LAVORATORI DI TUTTO IL MONDO, UNITEVI! ALMENO IN NOME DELLA CUSTOMER EXPERIENCE

La peggiore delle customer experience è quando si trova chiuso!  Il messaggio è chiaro: “Torna quando ti è comodo, ma non in pausa pranzo o dopo le 19, ché la cena si avvicina”. Zero experience, quindi!

Anche gli esercizi commerciali son fatti da gente che lavora, che ha diritto alla pausa pranzo e di smettere il lavoro all’imbrunire. Proprio come il cliente che lavora e che può andare a comprare e vivere la sua esperienza di acquisto, guarda caso, solo in pausa pranzo o dopo il suo lavoro.

Così si taglia alla radice uno dei “must” della customer experience: rendere “facile” l’esperienza col brand (oltre che offrirla piacevole e davvero corrispondente al bisogno del cliente).

Si tiene chiuso: più facile di così! Ecco allora che vediamo brand che investono cifre da capogiro per rendere efficiente l’assistenza al cliente, che fanno investimenti considerevoli in logistica perché i propri scaffali siano carichi e assortiti nei negozi, uffici del prodotto che sviluppano ricerche per offrire novità e battere la concorrenza… Ma per i rivenditori tutte queste cose non valgono l’apertura in pausa pranzo o dopo le 19 per i clienti che lavorano.

Tranne poi farsi forti coi brand dicendo “Il cliente è del mio punto vendita e viene perché ci sono io e non per il tuo brand!” (Almeno dovrebbero precisare che viene “quando ci sono io“).

Oppure ci si lamenta che i centri commerciali starebbero distruggendo gli esercizi di vicinato con le loro aperture “selvagge” (in pausa pranzo e la sera). Dire “Il cliente è mio e non del brand che espongo”, giudicare “selvagge e sleali” le aperture dei centri commerciali sono le dichiarazioni di chi proprio non vuole entrare nell’Era del Cliente e si appresta a uscire dal mercato (dando, naturalmente, colpa alla crisi).

Ma chiudere durante la pausa pranzo o all’imbrunire, prima che una scelta “comoda”, è una scelta poco furba: è esattamente la gente che ha un lavoro quella che ha soldi in mano e proprio a costoro si chiude la saracinesca in faccia.
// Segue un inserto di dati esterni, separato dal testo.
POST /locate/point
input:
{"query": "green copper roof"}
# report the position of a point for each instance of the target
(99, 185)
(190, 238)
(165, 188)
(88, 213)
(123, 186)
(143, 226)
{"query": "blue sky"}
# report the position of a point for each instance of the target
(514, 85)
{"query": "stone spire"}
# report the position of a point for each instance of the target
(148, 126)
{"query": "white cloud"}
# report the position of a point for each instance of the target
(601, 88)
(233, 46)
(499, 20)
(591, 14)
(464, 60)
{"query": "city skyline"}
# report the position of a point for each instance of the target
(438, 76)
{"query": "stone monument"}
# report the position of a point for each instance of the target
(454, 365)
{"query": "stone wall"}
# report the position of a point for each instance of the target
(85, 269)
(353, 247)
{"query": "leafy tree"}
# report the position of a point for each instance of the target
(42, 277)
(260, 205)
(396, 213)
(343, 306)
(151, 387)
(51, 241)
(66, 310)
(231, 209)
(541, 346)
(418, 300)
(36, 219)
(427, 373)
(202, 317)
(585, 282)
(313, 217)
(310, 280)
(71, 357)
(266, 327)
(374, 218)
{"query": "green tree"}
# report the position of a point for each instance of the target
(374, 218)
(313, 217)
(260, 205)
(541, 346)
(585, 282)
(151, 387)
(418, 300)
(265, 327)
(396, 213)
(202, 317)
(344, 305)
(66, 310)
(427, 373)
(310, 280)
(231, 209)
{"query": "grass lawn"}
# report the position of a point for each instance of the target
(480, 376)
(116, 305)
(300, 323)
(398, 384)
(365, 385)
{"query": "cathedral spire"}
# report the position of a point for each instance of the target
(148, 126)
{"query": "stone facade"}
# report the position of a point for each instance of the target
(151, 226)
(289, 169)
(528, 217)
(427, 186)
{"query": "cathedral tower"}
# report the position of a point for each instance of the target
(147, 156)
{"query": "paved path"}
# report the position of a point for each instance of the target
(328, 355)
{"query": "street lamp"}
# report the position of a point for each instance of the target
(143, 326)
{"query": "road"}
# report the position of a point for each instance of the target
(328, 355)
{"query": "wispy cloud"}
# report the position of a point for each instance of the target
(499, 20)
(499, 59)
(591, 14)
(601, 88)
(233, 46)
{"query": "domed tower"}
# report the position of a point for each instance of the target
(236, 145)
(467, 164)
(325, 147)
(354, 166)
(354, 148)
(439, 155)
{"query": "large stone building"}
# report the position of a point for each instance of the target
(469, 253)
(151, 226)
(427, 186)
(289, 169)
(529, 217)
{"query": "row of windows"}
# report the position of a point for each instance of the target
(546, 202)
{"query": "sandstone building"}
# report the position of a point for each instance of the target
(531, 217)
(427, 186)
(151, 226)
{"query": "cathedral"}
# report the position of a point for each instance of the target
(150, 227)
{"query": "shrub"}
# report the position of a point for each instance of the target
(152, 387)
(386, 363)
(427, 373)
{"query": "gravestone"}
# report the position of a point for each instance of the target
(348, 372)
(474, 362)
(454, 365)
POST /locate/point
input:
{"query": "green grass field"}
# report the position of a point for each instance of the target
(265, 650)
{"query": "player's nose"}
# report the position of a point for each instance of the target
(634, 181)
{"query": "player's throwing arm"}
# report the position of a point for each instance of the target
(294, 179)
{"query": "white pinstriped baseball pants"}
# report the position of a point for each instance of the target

Per non parlare delle corse che si fanno chiedendo al proprio capo di anticipare la pausa pranzo per fare un acquisto improrogabile (e sopportando il relativo mugugno) per raggiungere quel negozio prima della chiusura delle 13. Ma già alle 12.50 si trova la porta chiusa e si vedono gli addetti vendita che, mentre ilari conversano fra di loro, fanno ampi gesti al cliente deluso col naso sul vetro, indicando con la mano il “no” più ampio e ineluttabile.

Ecco che così si trova un autonoleggio a Rimini che chiude dalle 13 alle 15.30, una delle migliori farmacie omeopatiche lombarde che tiene chiuso il sabato, il punto vendita in franchising di uno splendido brand del fast fashion che, in Sicilia, chiude dalle 12.30 alle 16.30, lo show room per interni alla moda che nella frenetica Milano ferma sia in pausa pranzo sia davvero presto alla sera… e questo elenco potrebbe essere quasi interminabile!

“Ma il personale costa e tenere aperto in pausa pranzo o fino alle 20 non ne vale la pena per gli incassi che si fanno…”

Infatti gli incassi scenderanno sempre di più con questa mentalità, perché il cliente va altrove. A esempio, nel punto vendita dell’incredulo commerciante marchigiano che confessa di aver incassato il 20% in più tenendo aperto in pausa pranzo anche dopo aver terminato il periodo dei saldi.

Lavoratori di tutto il mondo unitevi!“, così termina il Manifesto di Karl Marx e Friedrich Engels. Almeno per far tenere aperti gli esercizi commerciali in pausa pranzo e un po’ di più alla sera. E prima di far diventare certi commercianti ex-lavoratori.